Which isn’t to say that this bothers me. It’s just peculiar in the way that it’s peculiar going from being an only child to being part of a big blended family. My frame of reference is off, but not necessarily in a bad way.

But I can tell it’s getting to my friends. You see, I might have gotten married at twenty-two, but I was definitely the odd man out. Most of my very best friends are men and women who aren’t sure that marriage is ever going to be the right choice for them. And now that they are hitting their mid-to-late twenties, they’re starting to feel the push. The “doesn’t it seem like everyone around me is getting married” push. And while I’ve always supported their choice to not pursue marriage, I’m a little afraid that by the very nature of my being married, I might represent that push too.

And part of the problem is, of course, that I don’t have a way, socially, to show my support for these friends. (Other than perhaps not setting them up on dates they don’t want to go on, or ever giving them the “One day it’ll be your turn” face.) I mean, there’s no “Congratulations for doing what feels right for you” party that comes with penis straws and tiaras.

And yet, it was my non-marrying friends who were the most supportive of Michael and me when we got engaged. (I think I called one of them up immediately following our engagement and breathlessly asked, “I’m engaged! That’s ok, right?!”) They threw parties in our honor just because, and they asked the world to celebrate for us. They served as our witnesses, our maid of honor, our best man. And they cried harder than anyone else when we said our vows.

And while I’ve had countless opportunities to tell Michael how I feel about him these past four years, I haven’t had the chance (not publicly at least) to tell my non-marrying friends just how much their support means to me.

So today, the day after my anniversary, felt like an appropriate time to do so. And maybe, to return the favor.

Dear Friends Who Think They May Never Want To Get Married,

First, let me say thank you. Thank you for supporting Michael and me over the past ten years, when we first started dating in high school, then when we decided to try a long-distance relationship in college, and then when we decided to get married at the oh-so-mature ages of twenty-two and twenty-five. You never tried to convince us that we wouldn’t succeed together, because you don’t buy into the bullshit that love should follow a set of rules, or that everyone has to follow the same path to happiness. And I love that. In fact, Michael and I never would have made it this far without you there reminding us how important it is to do what feels authentic to us.

I’d also like thank you for the incredible support you showed us during the grueling process of planning our wedding. Thank you for not hesitating for even a second when we called you up and asked if you’d play witness at our impromptu secret elopement. Thank you for saying yes when we asked you to be our best man and maid of honor, even though you hate wearing ties. Thank you for staying up until the wee hours of the morning making invitations with me, for an event celebrating an institution you’re not even sure you believe in, because even though you don’t believe in the institution, you believe in what Michael and I have together.

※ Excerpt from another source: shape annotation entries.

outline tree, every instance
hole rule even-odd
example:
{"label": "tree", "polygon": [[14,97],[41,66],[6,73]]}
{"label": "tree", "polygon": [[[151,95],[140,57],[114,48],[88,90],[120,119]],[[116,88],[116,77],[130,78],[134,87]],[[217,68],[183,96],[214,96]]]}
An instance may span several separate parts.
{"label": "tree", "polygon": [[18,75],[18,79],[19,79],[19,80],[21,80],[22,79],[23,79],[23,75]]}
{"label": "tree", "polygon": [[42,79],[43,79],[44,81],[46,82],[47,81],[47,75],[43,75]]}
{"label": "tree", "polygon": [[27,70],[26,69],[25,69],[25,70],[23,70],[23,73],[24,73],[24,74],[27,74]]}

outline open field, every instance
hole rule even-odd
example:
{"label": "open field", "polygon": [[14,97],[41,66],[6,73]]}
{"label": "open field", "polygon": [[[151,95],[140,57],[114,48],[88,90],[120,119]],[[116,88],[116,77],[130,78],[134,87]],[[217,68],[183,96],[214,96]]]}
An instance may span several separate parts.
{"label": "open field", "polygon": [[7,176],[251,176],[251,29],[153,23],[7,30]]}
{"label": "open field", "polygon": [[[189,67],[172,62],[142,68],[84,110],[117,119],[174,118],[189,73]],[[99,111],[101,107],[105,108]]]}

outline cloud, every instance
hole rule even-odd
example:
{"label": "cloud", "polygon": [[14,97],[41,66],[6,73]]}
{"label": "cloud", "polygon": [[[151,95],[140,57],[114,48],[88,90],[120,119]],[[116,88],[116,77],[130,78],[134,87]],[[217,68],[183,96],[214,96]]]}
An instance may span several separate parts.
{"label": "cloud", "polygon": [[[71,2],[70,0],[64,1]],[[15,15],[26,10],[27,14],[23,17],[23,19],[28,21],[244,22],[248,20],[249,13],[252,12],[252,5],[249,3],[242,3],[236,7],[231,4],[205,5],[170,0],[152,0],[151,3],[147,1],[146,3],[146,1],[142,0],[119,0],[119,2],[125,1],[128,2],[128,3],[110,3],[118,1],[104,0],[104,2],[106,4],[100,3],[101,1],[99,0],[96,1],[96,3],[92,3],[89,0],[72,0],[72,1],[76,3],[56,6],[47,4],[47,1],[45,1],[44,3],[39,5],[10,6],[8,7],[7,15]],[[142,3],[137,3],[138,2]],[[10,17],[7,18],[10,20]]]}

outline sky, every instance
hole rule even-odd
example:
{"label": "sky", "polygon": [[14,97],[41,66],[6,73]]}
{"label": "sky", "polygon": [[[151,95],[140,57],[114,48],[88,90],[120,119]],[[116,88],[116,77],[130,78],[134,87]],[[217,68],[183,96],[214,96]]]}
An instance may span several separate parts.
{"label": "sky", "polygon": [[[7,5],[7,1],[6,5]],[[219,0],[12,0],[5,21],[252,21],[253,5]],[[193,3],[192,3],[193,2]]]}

In the next few years, you might come under some fire for not “settling down.” I want you to know that I’m ready to call bullshit when it happens. I need you to know that I don’t think you ever need to get married, if marriage is not what you want for yourself. I promise never to treat you like you’ve failed at some test, or like you’re an incomplete person, just because you haven’t succumbed to monogamy. And I promise to stand up for you if my family, or your family, ever suggests that marriage might be the next logical step in your life (because it’s not, unless you want it to be).

And in the next few years, if the world tries to make you feel less proud of your accomplishments, because you’re still “missing” part of the equation? I. Will. Shut. That. Shit. Down.

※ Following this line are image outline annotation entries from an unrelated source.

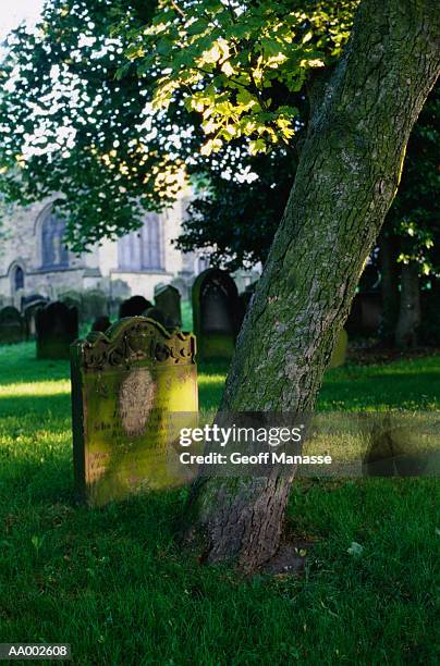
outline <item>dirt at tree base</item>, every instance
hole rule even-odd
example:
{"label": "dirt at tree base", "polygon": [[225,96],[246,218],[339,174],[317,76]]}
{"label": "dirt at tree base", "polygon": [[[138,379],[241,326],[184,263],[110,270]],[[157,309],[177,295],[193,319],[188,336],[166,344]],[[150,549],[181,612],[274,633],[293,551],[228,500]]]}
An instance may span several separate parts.
{"label": "dirt at tree base", "polygon": [[302,576],[313,546],[313,542],[305,539],[285,540],[276,555],[261,567],[260,572],[272,576]]}

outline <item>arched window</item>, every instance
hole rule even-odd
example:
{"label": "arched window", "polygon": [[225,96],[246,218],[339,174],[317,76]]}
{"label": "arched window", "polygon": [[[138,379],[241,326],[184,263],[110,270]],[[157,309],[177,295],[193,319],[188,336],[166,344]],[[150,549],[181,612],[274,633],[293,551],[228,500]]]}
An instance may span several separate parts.
{"label": "arched window", "polygon": [[22,267],[17,266],[14,270],[14,289],[24,289],[24,271]]}
{"label": "arched window", "polygon": [[118,263],[125,271],[163,268],[160,220],[157,213],[149,213],[138,231],[119,239]]}
{"label": "arched window", "polygon": [[41,223],[41,268],[66,268],[69,250],[64,243],[65,222],[57,218],[52,211]]}

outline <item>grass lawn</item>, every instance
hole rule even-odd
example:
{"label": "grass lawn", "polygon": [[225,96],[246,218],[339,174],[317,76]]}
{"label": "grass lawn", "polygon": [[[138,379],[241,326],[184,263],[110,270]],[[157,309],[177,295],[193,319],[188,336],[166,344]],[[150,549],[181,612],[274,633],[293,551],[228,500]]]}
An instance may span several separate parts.
{"label": "grass lawn", "polygon": [[[349,365],[319,408],[433,410],[439,380],[439,356]],[[223,382],[200,370],[204,408]],[[0,642],[69,642],[74,664],[437,663],[435,479],[296,481],[305,576],[245,579],[174,545],[185,489],[75,506],[70,418],[68,362],[0,347]]]}

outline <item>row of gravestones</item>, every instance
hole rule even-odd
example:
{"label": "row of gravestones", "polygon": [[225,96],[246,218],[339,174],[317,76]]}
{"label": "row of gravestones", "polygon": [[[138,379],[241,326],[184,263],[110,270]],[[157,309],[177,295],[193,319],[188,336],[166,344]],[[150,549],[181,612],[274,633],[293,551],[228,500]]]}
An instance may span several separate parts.
{"label": "row of gravestones", "polygon": [[[246,308],[255,285],[239,295],[235,282],[220,269],[207,269],[193,285],[193,322],[197,338],[198,357],[230,359]],[[37,358],[68,358],[69,346],[78,335],[78,309],[73,304],[47,304],[41,297],[32,297],[23,304],[24,314],[15,308],[0,310],[0,342],[21,342],[29,336],[37,338]],[[95,313],[96,314],[96,313]],[[98,308],[93,331],[105,332],[111,322]],[[159,322],[169,331],[182,326],[181,296],[171,285],[155,289],[155,305],[143,296],[124,300],[119,318],[144,316]],[[331,367],[344,362],[346,333],[341,332]]]}

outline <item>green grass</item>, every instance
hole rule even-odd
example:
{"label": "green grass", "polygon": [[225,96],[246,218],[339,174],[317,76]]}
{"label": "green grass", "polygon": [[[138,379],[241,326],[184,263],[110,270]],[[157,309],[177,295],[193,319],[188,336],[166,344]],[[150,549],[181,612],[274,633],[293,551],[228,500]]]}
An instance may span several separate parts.
{"label": "green grass", "polygon": [[[69,367],[0,347],[0,641],[72,643],[74,664],[435,664],[435,479],[294,484],[306,575],[244,579],[173,541],[186,491],[73,503]],[[225,368],[200,369],[215,407]],[[436,409],[440,358],[328,373],[321,409]],[[362,556],[347,553],[356,541]]]}

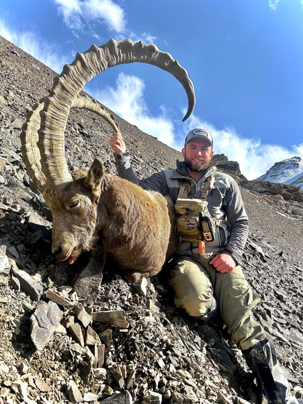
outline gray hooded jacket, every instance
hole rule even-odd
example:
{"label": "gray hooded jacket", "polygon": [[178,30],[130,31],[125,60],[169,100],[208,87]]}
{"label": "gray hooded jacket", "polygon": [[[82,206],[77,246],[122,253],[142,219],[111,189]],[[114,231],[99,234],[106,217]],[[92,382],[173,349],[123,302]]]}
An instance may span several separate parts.
{"label": "gray hooded jacket", "polygon": [[[239,187],[230,176],[215,170],[211,163],[201,177],[196,181],[189,176],[183,162],[177,161],[177,168],[165,170],[151,177],[139,180],[134,173],[130,164],[129,153],[114,153],[115,164],[120,177],[140,185],[144,189],[158,191],[164,196],[169,196],[176,203],[180,188],[180,180],[186,179],[190,184],[188,198],[201,197],[201,186],[215,171],[213,188],[207,195],[208,208],[212,217],[216,220],[228,220],[229,233],[226,226],[216,229],[215,242],[205,243],[205,252],[227,252],[236,263],[242,254],[248,233],[248,220],[245,211]],[[220,231],[219,231],[220,230]],[[197,254],[197,243],[182,242],[177,254]]]}

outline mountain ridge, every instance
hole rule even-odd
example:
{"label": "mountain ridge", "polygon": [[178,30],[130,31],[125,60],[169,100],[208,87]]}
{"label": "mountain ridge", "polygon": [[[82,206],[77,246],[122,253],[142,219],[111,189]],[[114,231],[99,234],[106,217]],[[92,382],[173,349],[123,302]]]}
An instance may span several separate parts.
{"label": "mountain ridge", "polygon": [[265,174],[254,181],[270,181],[296,186],[296,184],[303,182],[303,178],[297,182],[301,177],[303,177],[303,161],[300,157],[294,157],[275,163]]}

And if you do one day choose to get married, for whatever reason, I promise not to treat you like I knew it was going to happen all along. Because that’s just obnoxious.

In short, I promise to support you in all the ways that you’ve supported me, and to do it without question.

And if you ever call me at six o’clock in the evening on a Wednesday and ask me to buy up thirty pashmina scarves and take them on a flight to Maine for you, I won’t even bat an eyelash.